Нужно ведь что-то сказать, когда твоя мертвая бывшая девушка входит в твою квартиру сразу после того, как ты отправил под откос экономику.
Я не хочу спрашивать, что она делает в моей квартире. Вдруг я ее сам пригласил? Она не здоровается в ответ, так что между нами повисает молчание. Что ж, храбрость, приди мне на помощь.
— Я уезжаю из Глифады, потому что вся страна скоро пойдет ко дну, а я стал богаче почти всех остальных людей в мире, но понятия не имею, что с этим делать и нравится ли это мне. Важно, что я направляюсь в аэропорт, где сяду на самолет — или куплю самолет, если у них есть готовый к вылету, — и улечу в какое-нибудь шикарное место. Не хочешь полететь со мной, чтобы валяться голышом на пляже и много, грязно заниматься сексом?

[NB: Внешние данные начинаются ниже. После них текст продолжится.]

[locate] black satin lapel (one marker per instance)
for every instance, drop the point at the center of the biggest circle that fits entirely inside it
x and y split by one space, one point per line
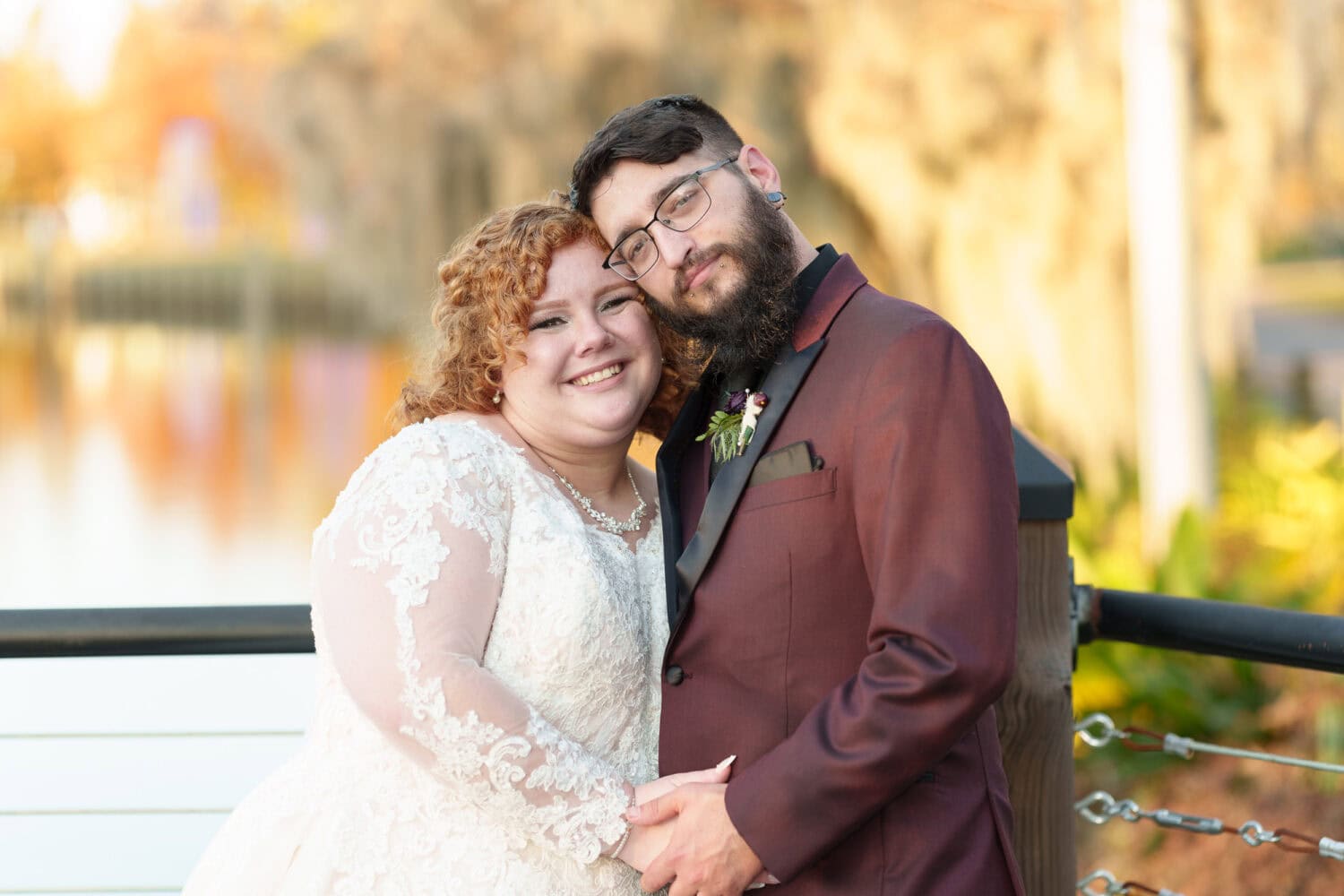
780 386
668 466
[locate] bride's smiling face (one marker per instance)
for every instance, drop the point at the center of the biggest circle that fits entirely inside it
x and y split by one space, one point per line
593 359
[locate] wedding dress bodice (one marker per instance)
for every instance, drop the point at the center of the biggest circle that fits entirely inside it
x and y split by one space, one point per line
488 683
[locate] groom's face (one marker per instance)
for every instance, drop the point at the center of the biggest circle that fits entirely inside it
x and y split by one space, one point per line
698 271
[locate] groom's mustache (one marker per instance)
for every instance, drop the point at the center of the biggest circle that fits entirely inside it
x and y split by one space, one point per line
693 261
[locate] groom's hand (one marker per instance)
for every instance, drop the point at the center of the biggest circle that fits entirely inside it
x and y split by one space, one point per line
706 855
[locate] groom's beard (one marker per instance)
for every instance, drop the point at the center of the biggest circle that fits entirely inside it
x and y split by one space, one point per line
746 327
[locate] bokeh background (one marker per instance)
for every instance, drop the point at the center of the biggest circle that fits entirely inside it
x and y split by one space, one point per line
220 222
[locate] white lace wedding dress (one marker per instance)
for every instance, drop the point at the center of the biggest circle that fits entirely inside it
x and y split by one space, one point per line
488 685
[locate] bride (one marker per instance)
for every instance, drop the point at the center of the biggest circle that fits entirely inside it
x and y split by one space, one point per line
487 605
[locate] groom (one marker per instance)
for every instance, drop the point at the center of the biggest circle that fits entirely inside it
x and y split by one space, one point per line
841 575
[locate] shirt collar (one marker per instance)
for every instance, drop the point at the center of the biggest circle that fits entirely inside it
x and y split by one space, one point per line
809 279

Она громко смеется, и этот смех неласковый, но я его внезапно узнаю и понимаю, что ошибся. Она смотрела на меня не потому, что обожает. Эмоция на ее лице не мягкая. Глаза широко распахнуты, потому что она хочет увидеть мои мучения или… чего она хочет? Владеть мной, как владеют мясной коровой. Она дрожит, потому что ненавидит меня. На каком-то фундаментальном уровне, который она даже не полностью осознает, Не-Стелла думает, что я — самое уродливое создание, которое она видела в жизни, худший человек в мире. Она ненавидит меня и хочет причинить мне боль — это очень личное. А потом кто-то толкает меня в спину, и я неуклюже выпадаю из спальни, а когда падаю и тянусь к ней за помощью, она делает шаг в сторону и надевает мне на голову мешок, а к мешку снаружи прикладывает подушечку с каким-то препаратом, пахнущим как соло на тромбоне и разорванная волынка. И я вижу круг теней, словно вход в очень противный ночной клуб.
— Иерофант, — говорит снаружи мешка девушка, похожая на Стеллу. — Ты принесешь нам богиню. Хватит Греции разрываться на части!
«Вот отстой».
Я погружаюсь в черную воду. Там темно, тихо, но я не один — никогда больше не один.